DALLAS — Commissioner Greg Sankey’s address to open SEC media days on Monday resonated with hope toward the future of college athletics while also recognizing the myriad challenges on the doorstep of his conference and all of college sports.
“The reality is there is no ‘easy’ button we can just go push and resolve the issues we face,” Sankey said to a ballroom full of media and industry movers and shakers at the Omni Dallas Hotel. “There’s no magic pill. Anytime you go through a reset it is difficult.”
A proposed $2.8 billion settlement agreement in the House vs. NCAA antitrust lawsuit has been delayed and yet to be submitted in U.S. District Court. The reverberations from the legal wrangling are part of the reset Sankey referenced.
The result is college athletics is anticipated to usher in revenue sharing with athletes and that will obviously impact the ever-changing name, image and likeness (NIL) game across the country.
The uncoordinated application of NIL laws across various states, the rapid growth of sports gambling and the high-stakes finances around the lawsuits faced by the NCAA are entanglements which do not have immediate or easy solutions.
“Through all of this, I’m convinced our best days are still ahead,” Sankey said.
“Change doesn’t happen in an instant. We are dealing with an incredibly complex set of issues that when I sit down with some of those leaders in the areas that I’ve mentioned and I describe the various challenges we face, it is universal — whether it’s a professional league commissioner or a member of Congress, a high-level attorney — at some point they’ll look at me and say, ‘That’s the most complicated situation I’ve ever heard.’ That’s why there’s no easy button.”
The SEC moved its annual summer media gathering to Dallas as it welcomed Oklahoma and Texas on July 1 to form a 16-team league. That expansion came as college athletics has dealt with unprecedented change for the last six years which began with the advent of the NCAA transfer portal.
Perhaps the most powerful man in college athletics, Sankey said the agreement between the plaintiffs, the NCAA and its most powerful conferences in the anti-trust lawsuit is only a step in a long process.
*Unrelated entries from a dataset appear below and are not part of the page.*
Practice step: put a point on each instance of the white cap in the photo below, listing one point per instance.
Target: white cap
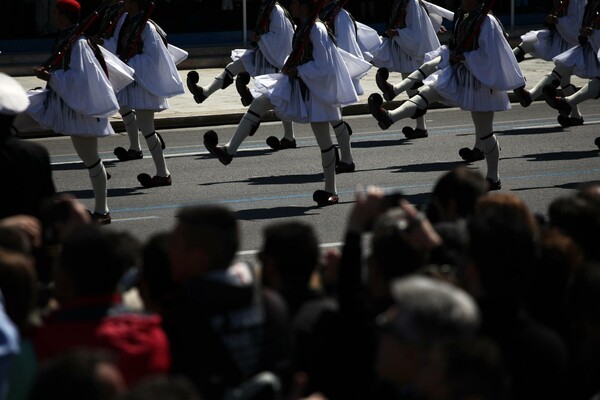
(13, 99)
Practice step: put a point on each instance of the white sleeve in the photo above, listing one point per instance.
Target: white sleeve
(494, 63)
(154, 67)
(84, 86)
(276, 44)
(418, 37)
(570, 25)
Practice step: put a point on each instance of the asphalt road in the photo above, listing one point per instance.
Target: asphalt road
(539, 161)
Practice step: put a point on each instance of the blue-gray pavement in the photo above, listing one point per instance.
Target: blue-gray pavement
(224, 106)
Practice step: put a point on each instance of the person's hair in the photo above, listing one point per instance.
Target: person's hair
(6, 123)
(71, 14)
(583, 297)
(475, 368)
(426, 311)
(163, 388)
(73, 375)
(18, 284)
(156, 273)
(312, 4)
(16, 240)
(96, 258)
(503, 243)
(390, 252)
(579, 218)
(461, 186)
(294, 248)
(213, 229)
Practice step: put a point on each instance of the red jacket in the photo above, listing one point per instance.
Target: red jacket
(137, 340)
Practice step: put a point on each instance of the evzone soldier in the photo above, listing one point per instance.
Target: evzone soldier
(408, 36)
(345, 31)
(476, 71)
(582, 61)
(79, 97)
(312, 87)
(272, 43)
(563, 23)
(142, 44)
“While that agreement does not resolve every issue and it is not a finish line, it does provide us an opportunity to move forward in modernizing important elements of college sports,” he said.
Sankey touted accomplishments by SEC programs and individuals at the top of his address, citing local ties such as former Mississippi State quarterback Dak Prescott of the Dallas Cowboys and former Arkansas Razorback Daniel Gafford, former Kentucky player PJ Washington and former South Carolina player A.J. Lawson being part of the NBA Western Conference champion Dallas Mavericks. He also mentioned former LSU pitcher Paul Skenes, who will start Tuesday’s All-Star Game as a member of the Pittsburgh Pirates.
He touched on Saturday’s shootings at former President Donald Trump’s campaign rally in Pennsylvania as a way to offer a larger context about the role of college athletics.
“This past Saturday evening, we were reminded of the stress and divisiveness that’s present in our nation, well beyond any playing field,” Sankey said.
“This sidebar is not about politics. It’s actually about what we do on Saturday, that comfortable point of conversation at those family gatherings. These remarks are about the ability of people to come together even when there are differences.
“We actually need more of what we do win college sports. … We actually need more of those unifying moments in this country, and that’s why I say again we need more of what college football does in this nation, not less.”
Sankey said he’s heard from various student-athlete forums that they largely do not want to be seen as “employees” and that they’d like to see more level playing fields in the realm of NIL.
He said the SEC and college athletics are obliged to navigate in five different forums in today’s climate.
“The first of five fields of play are the courts,” he said. “We have to be there because of litigation. The second is Congress. We’re active in that conversation because you talk about national standards.
“The third is at the state level. So even in our footprint, could you normalize or standardize state legislation, among our 12 states now, to support that equitable competition our student-athletes are asking to be a part of?
“The fourth is at the college and campus level, how do we make decisions? And then the fifth is the NCAA.”
Sankey expressed hope college athletics can successfully navigate those fields to reach longer-term solutions.
“Now, if you can create the right kind of linkages between all five, there’s a perfect outcome,” he said. “I can’t ignore any of those five. I can’t work on four. That doesn’t mean all five have to work together to provide a path forward.”
Sankey said it’s important the SEC and other conferences do not hand over authority or control as they work through the problems.
“We’ve been incredibly successful, and I understand why so many outside of the campus and conference realm are interested in coming in and being a part of it, but that responsibility lies with us to bring people into the solution, not to cede authority to external actors,” he said.
“We know who we are, and the Southeastern Conference, we’re the one conference at this level where the name still means something: The southeastern part of the United States. Where when we expanded, we actually restored historic rivalries while adding only 100 miles to the longest campus-to-campus trip our student-athletes will experience.”